Safekeeping: Some True Stories From a Life
Beautiful. Poetic. Haunting. These are just a few words to describe
SAFEKEEPING by Abigail Thomas --- a magical memoir that looks at
the various stages of the author's life with astounding clarity.
Thomas, best known for her marvelously witty short stories, turns
her brilliant gaze to her own life. From her three marriages to her
role as a mother to her quest for fulfillment, Thomas lingers on
the tragedies and triumphs of her life with utter honesty. Broken
up into three sections --- Before, Mortality, and Here and Now ---
each tale is simple yet profound. The stories range in length from
a paragraph to several pages, proving true the old rule of quality
over quantity. She often chooses simple words and simple sentences,
but there is so much to read between the lines. It is difficult to
pick favorites when every story leaves the reader reeling.
In "Good Manners," Thomas writes, "'I'm going to have a baby,' I
told them. My boyfriend and I were holding hands on the brown couch
in my parents' living room. 'I'm really sorry,' I added. I was
eighteen. It was 1960... Soon I was married. Everyone had good
manners; that was how we got through it. Sometimes the four of us
sat in my mother and father's living room and they asked my new
husband, nineteen years old, about school and politics and what
books he'd read and listened politely when he answered. It was
civilized." Thomas's simple sentences are full of meaning at this
momentous time in her life.
Thomas's outspoken but refreshingly real sister appears in many of
the stories, including "Young Wasn't It," in which Thomas focuses
on her role as a mother right after high school. Thomas believes
that motherhood happened simply because she was young, while her
sister contends that she wasn't just young but also completely
unprepared. Her sister points out that their own mother was also
unprepared. "'Mom didn't exactly spend her days in a red-checkered
apron plying us with little goodies, now did she... Mother wasn't
born to put on our little mittens and then hang them up to dry,'"
she seems to say with zest. As in many stories, Thomas's sister
forces her to delve into the heart of something and to discover the
One of the sweetest stories centers on a moment between a young
Thomas and her father. "Watching Her Father Eat Cake" is a long
paragraph that describes Thomas's passion for baking yellow cakes
and the tenderness of watching her dad eat them. "My father
sometimes had two pieces. 'This is very good cake,' he told me.
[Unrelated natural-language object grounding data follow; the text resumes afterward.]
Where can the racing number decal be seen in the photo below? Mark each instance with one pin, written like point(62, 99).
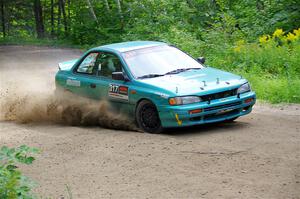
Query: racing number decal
point(118, 92)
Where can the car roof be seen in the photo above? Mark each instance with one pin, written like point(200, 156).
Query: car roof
point(128, 46)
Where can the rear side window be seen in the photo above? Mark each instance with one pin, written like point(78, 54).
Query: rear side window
point(108, 63)
point(88, 64)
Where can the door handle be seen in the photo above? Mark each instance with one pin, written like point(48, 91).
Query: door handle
point(93, 85)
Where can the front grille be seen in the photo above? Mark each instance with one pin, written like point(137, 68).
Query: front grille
point(219, 95)
point(222, 115)
point(222, 106)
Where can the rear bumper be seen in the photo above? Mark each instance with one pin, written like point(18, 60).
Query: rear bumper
point(218, 110)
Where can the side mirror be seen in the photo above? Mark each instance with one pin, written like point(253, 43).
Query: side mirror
point(201, 60)
point(119, 76)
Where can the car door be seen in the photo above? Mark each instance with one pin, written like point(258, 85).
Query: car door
point(115, 91)
point(86, 79)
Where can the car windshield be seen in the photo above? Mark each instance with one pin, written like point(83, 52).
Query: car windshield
point(158, 61)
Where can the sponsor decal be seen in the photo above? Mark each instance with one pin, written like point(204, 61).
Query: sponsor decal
point(72, 82)
point(118, 92)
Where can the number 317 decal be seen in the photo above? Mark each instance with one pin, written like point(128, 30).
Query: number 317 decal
point(118, 92)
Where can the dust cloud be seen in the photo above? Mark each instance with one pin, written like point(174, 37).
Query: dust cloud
point(32, 99)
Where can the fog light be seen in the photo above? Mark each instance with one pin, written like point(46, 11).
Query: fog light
point(248, 100)
point(195, 111)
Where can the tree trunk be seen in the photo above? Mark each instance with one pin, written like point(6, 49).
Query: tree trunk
point(120, 12)
point(92, 10)
point(69, 14)
point(52, 17)
point(38, 13)
point(106, 5)
point(63, 10)
point(3, 19)
point(58, 17)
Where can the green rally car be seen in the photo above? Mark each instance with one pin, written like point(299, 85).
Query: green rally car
point(157, 84)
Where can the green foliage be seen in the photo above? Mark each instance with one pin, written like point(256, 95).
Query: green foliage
point(12, 183)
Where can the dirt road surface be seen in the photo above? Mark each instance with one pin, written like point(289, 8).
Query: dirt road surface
point(258, 156)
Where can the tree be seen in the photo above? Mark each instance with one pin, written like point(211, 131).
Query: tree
point(3, 18)
point(38, 13)
point(92, 10)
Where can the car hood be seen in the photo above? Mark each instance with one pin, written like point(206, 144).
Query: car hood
point(67, 65)
point(199, 82)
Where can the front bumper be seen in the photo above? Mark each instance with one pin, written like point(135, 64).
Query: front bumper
point(216, 111)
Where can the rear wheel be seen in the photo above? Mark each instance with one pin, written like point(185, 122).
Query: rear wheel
point(147, 117)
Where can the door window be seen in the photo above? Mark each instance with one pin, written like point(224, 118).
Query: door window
point(108, 63)
point(88, 64)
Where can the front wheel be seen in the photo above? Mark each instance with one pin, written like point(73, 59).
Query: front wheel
point(147, 117)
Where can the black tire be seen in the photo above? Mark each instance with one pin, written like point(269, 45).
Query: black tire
point(147, 117)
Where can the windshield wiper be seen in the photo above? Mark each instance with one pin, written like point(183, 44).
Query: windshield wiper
point(150, 76)
point(179, 70)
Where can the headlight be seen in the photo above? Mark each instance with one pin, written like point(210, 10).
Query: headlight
point(184, 100)
point(244, 88)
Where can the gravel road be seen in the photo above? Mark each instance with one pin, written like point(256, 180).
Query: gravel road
point(258, 156)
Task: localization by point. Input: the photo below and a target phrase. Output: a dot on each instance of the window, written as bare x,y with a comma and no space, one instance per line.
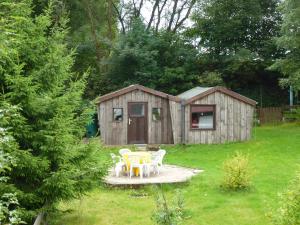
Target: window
137,109
117,114
156,114
203,117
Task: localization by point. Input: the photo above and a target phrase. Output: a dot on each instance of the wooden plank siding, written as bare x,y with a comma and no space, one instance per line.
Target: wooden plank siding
234,120
115,132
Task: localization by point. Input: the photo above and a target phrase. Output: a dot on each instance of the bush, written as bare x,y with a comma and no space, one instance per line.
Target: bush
166,214
289,211
237,172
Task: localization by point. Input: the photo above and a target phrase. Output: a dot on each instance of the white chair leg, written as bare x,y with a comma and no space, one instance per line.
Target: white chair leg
141,172
130,172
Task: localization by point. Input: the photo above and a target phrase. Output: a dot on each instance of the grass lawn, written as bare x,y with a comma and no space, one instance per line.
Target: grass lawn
274,154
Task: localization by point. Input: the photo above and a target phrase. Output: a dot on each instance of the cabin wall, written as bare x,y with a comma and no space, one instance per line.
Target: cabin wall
234,120
175,115
115,133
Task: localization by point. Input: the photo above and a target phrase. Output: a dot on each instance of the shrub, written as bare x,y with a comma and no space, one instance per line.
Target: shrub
289,211
237,172
166,214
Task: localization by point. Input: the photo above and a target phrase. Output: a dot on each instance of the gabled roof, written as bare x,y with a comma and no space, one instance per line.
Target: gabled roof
132,88
201,92
193,92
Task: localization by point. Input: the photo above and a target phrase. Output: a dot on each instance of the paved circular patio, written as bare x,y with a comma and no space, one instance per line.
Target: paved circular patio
168,174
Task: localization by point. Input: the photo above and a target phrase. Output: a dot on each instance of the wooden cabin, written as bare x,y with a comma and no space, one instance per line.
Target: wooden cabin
140,115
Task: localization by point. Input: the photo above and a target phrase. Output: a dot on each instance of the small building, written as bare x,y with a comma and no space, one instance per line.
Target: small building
141,115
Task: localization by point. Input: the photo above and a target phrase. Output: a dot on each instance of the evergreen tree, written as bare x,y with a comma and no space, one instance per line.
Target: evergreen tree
289,40
52,162
164,61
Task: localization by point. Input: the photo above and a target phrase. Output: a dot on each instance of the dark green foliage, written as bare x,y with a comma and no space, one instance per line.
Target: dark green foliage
52,162
236,39
9,205
166,213
289,41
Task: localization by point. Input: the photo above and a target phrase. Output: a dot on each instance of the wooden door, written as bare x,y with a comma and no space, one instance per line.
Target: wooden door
137,131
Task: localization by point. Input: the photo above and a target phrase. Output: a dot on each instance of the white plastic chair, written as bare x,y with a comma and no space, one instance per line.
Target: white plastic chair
156,162
122,151
118,164
161,153
135,163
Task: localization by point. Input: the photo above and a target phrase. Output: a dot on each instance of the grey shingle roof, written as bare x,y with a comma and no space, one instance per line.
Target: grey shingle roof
193,92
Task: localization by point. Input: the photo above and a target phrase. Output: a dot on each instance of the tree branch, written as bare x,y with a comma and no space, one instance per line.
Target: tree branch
152,14
120,18
172,15
179,24
159,11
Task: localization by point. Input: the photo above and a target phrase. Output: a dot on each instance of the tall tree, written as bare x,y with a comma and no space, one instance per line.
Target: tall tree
162,60
52,162
289,40
170,15
235,38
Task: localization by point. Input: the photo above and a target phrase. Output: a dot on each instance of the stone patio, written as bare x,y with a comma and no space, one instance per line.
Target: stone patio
168,174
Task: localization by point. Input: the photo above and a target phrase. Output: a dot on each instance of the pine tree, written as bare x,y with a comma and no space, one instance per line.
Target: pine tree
289,41
52,162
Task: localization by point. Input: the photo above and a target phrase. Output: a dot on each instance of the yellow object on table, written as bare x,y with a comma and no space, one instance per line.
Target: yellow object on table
143,157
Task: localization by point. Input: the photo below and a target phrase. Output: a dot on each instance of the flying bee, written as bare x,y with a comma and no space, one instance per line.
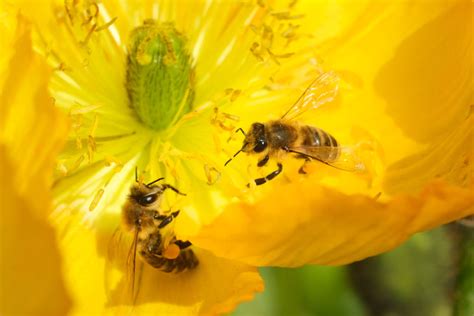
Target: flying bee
142,215
274,139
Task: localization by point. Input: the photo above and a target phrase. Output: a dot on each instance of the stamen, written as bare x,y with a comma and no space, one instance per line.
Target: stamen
96,200
106,25
212,174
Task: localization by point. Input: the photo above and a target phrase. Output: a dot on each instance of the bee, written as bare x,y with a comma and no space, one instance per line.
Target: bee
141,215
276,138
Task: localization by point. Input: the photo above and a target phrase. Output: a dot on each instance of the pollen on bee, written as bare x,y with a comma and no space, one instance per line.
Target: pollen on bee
95,201
171,252
212,174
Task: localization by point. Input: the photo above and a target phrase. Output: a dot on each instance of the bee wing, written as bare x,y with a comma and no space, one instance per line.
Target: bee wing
321,91
347,158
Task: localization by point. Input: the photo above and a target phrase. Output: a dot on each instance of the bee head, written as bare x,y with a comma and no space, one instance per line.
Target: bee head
255,140
145,195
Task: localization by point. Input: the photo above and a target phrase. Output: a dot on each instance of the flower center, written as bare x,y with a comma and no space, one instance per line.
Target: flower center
160,77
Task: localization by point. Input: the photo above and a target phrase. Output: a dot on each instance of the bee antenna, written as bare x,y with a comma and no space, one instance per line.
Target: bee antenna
241,130
230,159
155,181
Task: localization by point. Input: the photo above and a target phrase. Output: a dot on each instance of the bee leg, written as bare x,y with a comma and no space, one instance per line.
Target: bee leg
167,219
263,162
269,177
301,169
183,244
165,186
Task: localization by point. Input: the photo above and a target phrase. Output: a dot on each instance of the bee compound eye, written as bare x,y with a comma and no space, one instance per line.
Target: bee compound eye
148,199
260,146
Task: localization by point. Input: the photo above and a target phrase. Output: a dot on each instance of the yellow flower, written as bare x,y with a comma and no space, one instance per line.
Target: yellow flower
30,265
403,103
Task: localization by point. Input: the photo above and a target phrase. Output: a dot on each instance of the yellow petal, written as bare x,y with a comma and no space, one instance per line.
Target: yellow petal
31,264
395,90
216,286
407,64
316,225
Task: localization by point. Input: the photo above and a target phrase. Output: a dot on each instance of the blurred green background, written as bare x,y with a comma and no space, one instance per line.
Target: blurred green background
431,274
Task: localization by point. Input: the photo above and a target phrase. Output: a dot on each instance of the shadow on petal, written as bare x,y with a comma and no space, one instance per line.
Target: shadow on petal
300,224
216,286
427,83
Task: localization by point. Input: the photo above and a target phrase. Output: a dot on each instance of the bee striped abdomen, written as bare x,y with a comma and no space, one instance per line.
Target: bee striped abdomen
313,137
185,260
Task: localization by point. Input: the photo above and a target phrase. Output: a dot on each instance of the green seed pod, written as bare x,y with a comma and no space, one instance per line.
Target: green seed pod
160,77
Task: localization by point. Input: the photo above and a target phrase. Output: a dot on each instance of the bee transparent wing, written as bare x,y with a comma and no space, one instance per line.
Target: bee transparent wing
341,157
321,91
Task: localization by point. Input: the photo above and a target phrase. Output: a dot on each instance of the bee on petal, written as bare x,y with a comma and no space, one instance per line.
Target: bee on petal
274,139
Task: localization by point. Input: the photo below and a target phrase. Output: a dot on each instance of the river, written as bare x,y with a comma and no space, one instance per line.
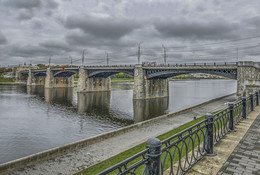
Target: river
33,119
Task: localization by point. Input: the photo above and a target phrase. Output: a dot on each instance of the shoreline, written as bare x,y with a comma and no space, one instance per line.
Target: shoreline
57,152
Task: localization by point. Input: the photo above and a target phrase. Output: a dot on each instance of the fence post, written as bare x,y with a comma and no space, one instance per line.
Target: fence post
257,98
244,107
251,95
154,155
209,142
231,117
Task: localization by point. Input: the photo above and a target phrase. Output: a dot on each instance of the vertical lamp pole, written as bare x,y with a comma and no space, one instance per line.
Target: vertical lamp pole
107,59
139,52
83,58
49,61
237,54
164,54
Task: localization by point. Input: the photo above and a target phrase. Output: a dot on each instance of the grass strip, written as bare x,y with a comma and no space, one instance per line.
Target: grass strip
130,152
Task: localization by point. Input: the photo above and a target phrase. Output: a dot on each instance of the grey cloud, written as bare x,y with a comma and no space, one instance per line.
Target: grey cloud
26,4
37,24
214,29
25,14
253,21
3,39
82,39
51,4
30,51
102,27
56,45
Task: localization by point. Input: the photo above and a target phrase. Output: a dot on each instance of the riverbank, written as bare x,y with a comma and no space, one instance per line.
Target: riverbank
89,155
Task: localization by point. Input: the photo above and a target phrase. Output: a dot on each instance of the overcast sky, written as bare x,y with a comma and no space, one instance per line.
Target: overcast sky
190,30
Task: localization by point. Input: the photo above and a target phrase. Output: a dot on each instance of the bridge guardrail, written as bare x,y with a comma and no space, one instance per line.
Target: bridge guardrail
178,153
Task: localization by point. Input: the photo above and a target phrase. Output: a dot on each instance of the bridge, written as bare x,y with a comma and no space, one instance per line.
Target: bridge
150,81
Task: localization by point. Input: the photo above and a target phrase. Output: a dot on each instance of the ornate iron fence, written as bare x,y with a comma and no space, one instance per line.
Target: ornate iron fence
221,122
238,111
178,153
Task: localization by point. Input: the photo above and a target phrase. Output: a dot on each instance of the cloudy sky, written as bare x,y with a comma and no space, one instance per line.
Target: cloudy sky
190,30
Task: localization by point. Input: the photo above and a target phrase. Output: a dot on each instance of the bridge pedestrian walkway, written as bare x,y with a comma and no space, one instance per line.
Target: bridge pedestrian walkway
237,153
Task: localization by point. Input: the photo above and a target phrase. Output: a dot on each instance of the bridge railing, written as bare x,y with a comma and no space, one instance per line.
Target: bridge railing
193,64
178,153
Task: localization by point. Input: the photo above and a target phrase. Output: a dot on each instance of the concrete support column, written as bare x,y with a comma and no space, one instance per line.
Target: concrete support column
30,78
139,85
82,80
49,80
92,84
19,76
248,77
63,81
149,88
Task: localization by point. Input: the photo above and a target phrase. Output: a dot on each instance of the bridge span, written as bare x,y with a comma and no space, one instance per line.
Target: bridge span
150,81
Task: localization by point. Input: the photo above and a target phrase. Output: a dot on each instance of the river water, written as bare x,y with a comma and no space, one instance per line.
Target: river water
33,119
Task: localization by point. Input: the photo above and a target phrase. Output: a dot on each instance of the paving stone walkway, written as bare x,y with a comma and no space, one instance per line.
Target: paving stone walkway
245,159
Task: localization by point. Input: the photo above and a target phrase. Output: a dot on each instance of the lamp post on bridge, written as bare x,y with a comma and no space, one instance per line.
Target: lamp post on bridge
164,54
107,59
49,61
139,52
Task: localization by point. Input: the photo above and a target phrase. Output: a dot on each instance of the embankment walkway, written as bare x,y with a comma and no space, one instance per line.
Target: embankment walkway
237,153
87,156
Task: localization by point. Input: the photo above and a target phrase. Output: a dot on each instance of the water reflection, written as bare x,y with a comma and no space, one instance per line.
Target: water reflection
147,109
63,96
94,103
97,104
35,90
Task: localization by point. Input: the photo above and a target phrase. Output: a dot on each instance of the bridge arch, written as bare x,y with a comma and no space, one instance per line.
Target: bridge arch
157,74
39,74
65,73
108,72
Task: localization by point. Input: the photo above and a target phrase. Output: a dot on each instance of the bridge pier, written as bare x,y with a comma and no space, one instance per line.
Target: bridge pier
19,76
34,80
145,88
248,77
92,84
51,81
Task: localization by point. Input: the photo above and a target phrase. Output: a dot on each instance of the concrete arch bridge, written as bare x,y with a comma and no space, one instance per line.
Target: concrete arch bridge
149,81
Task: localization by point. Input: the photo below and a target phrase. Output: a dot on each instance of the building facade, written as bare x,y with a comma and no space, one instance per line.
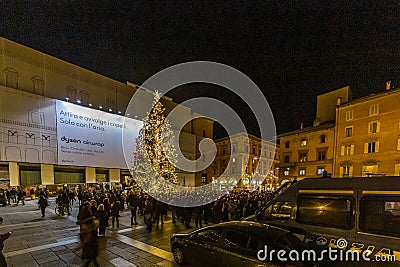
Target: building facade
309,151
37,84
368,136
244,161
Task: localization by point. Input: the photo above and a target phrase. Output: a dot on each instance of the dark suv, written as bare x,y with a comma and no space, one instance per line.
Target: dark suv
239,243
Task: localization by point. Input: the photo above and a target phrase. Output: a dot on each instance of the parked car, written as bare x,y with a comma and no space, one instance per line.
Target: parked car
234,244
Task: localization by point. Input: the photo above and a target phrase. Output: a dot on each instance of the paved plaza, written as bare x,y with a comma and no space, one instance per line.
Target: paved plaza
54,240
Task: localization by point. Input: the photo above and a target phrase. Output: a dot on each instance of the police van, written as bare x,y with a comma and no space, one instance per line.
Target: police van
361,214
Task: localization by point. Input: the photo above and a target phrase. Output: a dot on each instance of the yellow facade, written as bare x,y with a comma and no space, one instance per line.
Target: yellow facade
307,152
32,72
244,164
368,136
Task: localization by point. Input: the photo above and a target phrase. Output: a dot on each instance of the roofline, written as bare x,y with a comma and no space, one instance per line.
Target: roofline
309,129
370,97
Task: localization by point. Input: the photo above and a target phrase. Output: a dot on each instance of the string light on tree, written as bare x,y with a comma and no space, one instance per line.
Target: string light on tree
155,155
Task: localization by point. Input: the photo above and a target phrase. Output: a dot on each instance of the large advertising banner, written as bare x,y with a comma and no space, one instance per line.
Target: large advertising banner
27,127
88,137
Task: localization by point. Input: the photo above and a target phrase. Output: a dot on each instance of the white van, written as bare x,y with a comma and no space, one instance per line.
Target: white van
362,214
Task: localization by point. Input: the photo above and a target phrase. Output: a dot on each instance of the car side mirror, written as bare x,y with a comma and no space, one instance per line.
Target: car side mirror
257,215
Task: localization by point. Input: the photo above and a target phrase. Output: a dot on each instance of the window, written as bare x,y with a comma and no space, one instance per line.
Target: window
374,127
110,103
336,212
204,178
208,236
397,169
71,94
346,171
303,142
374,109
371,147
37,85
11,77
369,170
236,241
347,150
348,131
279,210
380,215
321,154
349,115
320,171
303,156
286,159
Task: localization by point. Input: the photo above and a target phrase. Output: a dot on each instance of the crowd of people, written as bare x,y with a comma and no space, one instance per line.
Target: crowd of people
12,196
100,208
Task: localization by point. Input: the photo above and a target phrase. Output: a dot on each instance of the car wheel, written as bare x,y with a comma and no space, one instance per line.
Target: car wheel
179,257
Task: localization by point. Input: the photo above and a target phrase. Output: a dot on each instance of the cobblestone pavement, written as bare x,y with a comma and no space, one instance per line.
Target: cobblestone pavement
53,240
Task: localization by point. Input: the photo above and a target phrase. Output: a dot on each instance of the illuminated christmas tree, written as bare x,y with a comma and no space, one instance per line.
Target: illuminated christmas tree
155,154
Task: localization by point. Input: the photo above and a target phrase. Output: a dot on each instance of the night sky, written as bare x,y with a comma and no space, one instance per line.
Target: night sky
293,50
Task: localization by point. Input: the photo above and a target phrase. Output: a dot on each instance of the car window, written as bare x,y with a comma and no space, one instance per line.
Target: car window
279,210
208,236
236,241
329,211
380,215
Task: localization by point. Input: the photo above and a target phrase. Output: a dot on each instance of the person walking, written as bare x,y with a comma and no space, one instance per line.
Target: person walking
115,208
84,212
20,197
43,203
198,216
3,237
102,216
89,242
148,210
133,203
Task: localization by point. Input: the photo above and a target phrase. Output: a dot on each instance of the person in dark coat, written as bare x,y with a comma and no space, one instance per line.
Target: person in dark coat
133,203
102,216
89,242
148,210
3,237
43,203
84,212
115,208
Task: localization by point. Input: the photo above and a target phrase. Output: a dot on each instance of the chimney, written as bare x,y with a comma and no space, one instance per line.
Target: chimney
338,101
388,85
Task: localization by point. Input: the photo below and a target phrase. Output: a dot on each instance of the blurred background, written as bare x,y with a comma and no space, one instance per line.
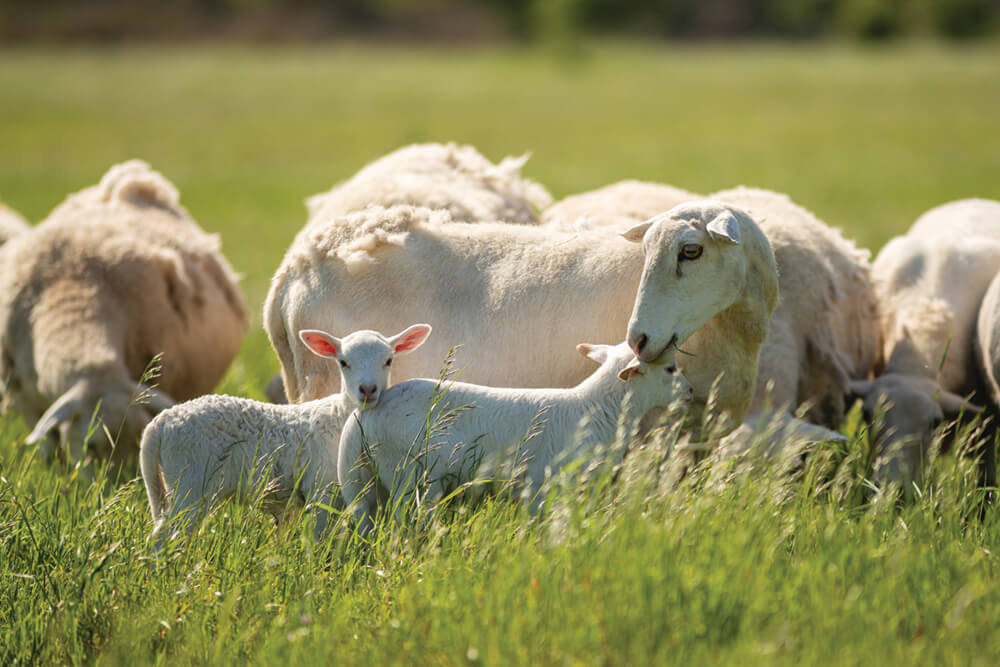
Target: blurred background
472,20
867,112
'How did you make such good cake?' and I would explain it to him.
He was an important man, a scientist who often stayed at his lab
till all hours. It made me shy to have his full attention, but I
watched carefully as he ate every bite, his jaw clicking now and
then as he chewed."
"A Simple Solution" gives us a glimpse of newly divorced Thomas on
her own with three children. She writes of her own difficult times
with a sincerity that brought tears to my eyes. "At suppertime I
pulled out the bottom drawer in the kitchen cupboard and turned it
upside down because we didn't have a table. Then we sat on the
floor and ate off it. I felt resourceful... I went barefoot and it
was New York City... I didn't understand what was so bad. Perhaps I
wanted to be one of the kids instead of the mother. Forgive me.
There are so many things that I would never do again."
One short tale that strikes with its biting humor was "Definition
of Marriage." "My mother said to me, 'Your father likes to think
that he is personally responsible for the sunrise. He thinks that
if he didn't stand in front of the window every morning and
supervise, the sun would never come up. What he doesn't know,' she
went on to say, 'is that he couldn't do any of it if I didn't get
up first and make the coffee and open the curtains.'"
In "Fencing" Thomas eloquently describes the back and forth play
between Thomas and her ex-husband during her second marriage. "For
him love/marriage was a fencing match; you never allowed your
opponent the upper hand. Your mate was your opponent, although it
was all in good fun. You never revealed your vulnerable spot, but
you went after theirs with the lightest of touches." Despite this
fencing, Thomas and her second husband become very good friends
post divorce, so she is shocked in "When He Told Her," when he
reveals that he has cancer. In the very short "Drifting Away,"
Thomas writes of her ex-husband's death --- "You died, and the past
separated itself from me like a continent drifting away."
The book ends gracefully with the beautifully written "What the
Moment Can Hold," in which Thomas writes about her granddaughter.
"I gather her up, nuzzling her soft face, and bring her into the
bathroom, and my daughter, her breasts heavy with milk, reaches up
her arms for the child. The moment she is lowered into the water
the baby stops her crying, her body goes limp, her eyelids drop...
We don't speak, but my daughter touches my arm as we realize what
we are looking at, what the two of us are being shown... And I know
what a moment can hold."
SAFEKEEPING is a truly magical memoir written with a reality and
eloquence that leaves a lasting, poignant impression.